12. The method of claim 1, wherein the generating the second label comprises:

generating a plurality of second labels from the first label.

13. The method of claim 3, wherein a first number of tokens positioned after a last marker of one of the plurality of second labels is different from a second number of tokens positioned after a last marker of another one of the plurality of second labels.

14. An electronic device configured to generate data using a generative model trained by the method of claim 1.

15. An electronic device comprising:

at least one processor; and

a memory configured to store one or more instructions,

wherein the one or more instructions, when executed by the at least one processor, cause the electronic device to:

obtain a prompt, and

process the prompt, using an input sequence and a generative model trained based on a first label, to generate an output,

wherein the first label is generated based on a plurality of markers comprising information on a second label for the input sequence and an end point of the second label.

16. The electronic device of claim 15, wherein the prompt comprises information on a length of the output.

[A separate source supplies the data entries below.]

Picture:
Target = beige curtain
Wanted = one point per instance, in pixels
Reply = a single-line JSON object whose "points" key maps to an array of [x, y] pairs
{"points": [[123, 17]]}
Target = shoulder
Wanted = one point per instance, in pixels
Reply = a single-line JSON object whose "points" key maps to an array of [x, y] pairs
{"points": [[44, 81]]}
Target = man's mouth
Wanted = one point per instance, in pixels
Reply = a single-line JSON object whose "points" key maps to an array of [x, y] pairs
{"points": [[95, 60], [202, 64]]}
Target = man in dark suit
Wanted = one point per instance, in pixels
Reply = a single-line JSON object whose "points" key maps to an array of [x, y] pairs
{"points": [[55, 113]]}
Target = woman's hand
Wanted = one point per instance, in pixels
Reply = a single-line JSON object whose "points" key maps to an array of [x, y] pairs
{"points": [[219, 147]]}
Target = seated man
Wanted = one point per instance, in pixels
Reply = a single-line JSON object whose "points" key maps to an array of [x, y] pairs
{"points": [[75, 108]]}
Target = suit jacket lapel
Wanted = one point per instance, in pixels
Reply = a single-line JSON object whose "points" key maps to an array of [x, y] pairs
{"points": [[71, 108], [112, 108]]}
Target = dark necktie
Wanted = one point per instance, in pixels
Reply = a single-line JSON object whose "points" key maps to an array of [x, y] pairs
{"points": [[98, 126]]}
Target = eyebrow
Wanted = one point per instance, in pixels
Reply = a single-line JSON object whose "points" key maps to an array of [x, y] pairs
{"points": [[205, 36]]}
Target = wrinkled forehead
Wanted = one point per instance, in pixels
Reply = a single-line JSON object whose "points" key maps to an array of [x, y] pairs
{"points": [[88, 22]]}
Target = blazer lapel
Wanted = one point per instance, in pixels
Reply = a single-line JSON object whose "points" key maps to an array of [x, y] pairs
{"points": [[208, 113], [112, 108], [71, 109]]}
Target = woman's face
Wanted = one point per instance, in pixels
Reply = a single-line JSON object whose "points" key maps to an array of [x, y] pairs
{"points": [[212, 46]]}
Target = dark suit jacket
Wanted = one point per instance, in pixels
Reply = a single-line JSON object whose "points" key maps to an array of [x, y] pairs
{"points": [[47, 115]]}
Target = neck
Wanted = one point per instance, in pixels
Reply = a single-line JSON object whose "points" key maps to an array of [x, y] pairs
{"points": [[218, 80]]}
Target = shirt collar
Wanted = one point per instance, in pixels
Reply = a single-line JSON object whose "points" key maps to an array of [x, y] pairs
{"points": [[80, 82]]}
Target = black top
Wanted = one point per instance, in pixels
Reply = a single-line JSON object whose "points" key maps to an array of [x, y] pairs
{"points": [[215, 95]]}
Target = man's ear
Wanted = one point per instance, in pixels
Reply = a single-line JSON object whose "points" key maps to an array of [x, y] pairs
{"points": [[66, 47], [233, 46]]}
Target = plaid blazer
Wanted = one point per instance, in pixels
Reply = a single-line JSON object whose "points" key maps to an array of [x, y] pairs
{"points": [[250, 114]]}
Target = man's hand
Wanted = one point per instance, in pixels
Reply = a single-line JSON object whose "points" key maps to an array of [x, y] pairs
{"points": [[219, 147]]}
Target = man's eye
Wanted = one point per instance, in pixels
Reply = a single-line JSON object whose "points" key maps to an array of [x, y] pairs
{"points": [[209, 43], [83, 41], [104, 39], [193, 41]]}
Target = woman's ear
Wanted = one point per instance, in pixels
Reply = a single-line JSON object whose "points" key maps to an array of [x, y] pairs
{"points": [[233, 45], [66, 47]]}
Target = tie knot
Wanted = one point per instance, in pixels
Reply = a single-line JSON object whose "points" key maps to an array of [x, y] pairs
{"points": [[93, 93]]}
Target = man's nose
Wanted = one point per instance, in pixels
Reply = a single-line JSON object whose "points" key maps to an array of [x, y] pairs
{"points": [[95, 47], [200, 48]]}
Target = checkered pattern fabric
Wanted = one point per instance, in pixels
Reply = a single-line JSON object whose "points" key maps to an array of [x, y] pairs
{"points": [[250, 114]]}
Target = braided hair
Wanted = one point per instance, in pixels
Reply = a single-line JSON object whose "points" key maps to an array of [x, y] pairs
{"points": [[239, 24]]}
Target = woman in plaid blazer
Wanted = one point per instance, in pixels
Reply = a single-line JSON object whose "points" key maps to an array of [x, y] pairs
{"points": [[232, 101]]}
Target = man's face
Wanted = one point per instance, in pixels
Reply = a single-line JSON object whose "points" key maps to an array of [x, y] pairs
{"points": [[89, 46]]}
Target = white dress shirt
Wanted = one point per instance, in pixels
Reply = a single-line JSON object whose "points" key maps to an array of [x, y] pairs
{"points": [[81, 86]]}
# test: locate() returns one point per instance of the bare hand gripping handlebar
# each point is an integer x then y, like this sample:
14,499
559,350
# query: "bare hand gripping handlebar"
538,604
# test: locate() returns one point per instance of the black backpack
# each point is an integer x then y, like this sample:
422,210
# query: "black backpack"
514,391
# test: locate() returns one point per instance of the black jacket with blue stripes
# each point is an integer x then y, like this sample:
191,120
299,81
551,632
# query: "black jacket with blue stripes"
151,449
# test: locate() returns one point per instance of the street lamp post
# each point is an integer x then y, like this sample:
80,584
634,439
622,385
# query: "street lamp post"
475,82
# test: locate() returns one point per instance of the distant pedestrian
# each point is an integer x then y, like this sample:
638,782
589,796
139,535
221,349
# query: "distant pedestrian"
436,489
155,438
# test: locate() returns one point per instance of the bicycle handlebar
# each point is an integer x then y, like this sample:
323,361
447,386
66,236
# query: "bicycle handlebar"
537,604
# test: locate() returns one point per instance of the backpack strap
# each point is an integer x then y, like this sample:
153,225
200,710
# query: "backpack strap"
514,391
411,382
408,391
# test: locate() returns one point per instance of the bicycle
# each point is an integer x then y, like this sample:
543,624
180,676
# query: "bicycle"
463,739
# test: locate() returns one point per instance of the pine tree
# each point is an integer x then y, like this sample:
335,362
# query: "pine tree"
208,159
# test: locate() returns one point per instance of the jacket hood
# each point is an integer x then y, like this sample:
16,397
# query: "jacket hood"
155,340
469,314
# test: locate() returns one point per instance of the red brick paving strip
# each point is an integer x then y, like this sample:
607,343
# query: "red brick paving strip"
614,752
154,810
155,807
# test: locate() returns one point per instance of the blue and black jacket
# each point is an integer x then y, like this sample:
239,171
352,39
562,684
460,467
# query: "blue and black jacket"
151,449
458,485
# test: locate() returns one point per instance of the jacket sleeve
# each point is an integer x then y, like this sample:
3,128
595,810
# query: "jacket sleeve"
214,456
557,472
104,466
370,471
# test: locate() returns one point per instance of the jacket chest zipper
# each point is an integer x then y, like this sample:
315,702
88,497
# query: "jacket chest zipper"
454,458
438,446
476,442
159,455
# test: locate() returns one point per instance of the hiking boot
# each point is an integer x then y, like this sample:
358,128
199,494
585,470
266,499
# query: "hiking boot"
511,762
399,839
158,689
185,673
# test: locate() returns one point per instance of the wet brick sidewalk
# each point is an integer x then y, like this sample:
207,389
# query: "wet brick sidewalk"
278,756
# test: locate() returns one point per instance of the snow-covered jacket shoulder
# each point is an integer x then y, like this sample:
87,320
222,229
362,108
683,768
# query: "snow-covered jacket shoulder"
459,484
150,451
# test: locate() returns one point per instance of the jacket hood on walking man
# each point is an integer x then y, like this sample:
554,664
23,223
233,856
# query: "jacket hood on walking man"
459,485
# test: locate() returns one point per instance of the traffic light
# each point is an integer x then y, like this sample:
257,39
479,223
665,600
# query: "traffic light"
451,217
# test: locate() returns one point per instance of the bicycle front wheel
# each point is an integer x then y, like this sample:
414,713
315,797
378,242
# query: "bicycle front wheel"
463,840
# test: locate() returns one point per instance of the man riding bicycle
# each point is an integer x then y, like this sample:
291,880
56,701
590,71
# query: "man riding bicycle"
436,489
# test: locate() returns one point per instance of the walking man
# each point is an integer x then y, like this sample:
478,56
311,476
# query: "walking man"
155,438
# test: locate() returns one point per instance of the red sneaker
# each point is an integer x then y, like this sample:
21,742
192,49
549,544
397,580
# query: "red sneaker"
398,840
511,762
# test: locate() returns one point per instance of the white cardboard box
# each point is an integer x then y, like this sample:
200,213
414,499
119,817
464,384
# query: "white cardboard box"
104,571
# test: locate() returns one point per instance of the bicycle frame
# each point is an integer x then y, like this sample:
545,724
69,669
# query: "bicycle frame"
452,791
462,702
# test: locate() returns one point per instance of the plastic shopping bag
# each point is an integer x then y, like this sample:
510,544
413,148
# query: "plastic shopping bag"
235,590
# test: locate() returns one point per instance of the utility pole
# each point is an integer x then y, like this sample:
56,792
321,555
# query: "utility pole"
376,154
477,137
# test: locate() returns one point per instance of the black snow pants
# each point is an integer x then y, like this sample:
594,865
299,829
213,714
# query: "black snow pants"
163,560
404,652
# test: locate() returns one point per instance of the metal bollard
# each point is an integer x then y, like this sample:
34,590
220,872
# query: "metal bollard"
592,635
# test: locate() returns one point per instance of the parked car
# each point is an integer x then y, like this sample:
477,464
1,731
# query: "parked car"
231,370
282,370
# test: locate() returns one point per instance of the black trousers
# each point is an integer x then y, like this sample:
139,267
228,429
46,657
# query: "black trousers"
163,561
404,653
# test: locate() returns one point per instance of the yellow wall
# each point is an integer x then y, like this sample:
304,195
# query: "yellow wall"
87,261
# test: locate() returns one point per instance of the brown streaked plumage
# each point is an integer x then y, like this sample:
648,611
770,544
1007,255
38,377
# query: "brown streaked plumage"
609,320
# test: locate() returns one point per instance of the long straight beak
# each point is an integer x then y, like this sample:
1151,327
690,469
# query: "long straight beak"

17. The electronic device of claim 15, wherein the one or more instructions, when executed by the at least one processor, to obtain the prompt, further cause the electronic device to:

generate the prompt based on user data on a playback speed of audio or a video.

18. The electronic device of claim 15, wherein the second label comprises one or more summaries of the input sequence.

19. The electronic device of claim 15, wherein the first label comprises a marker inserted into each of a plurality of points of the first label, and

the marker is related to a distance from each of the plurality of points to an end point of the second label.

20. The electronic device of claim 15, wherein the output comprises a summary of target information related to the prompt and a marker used to train the generative model.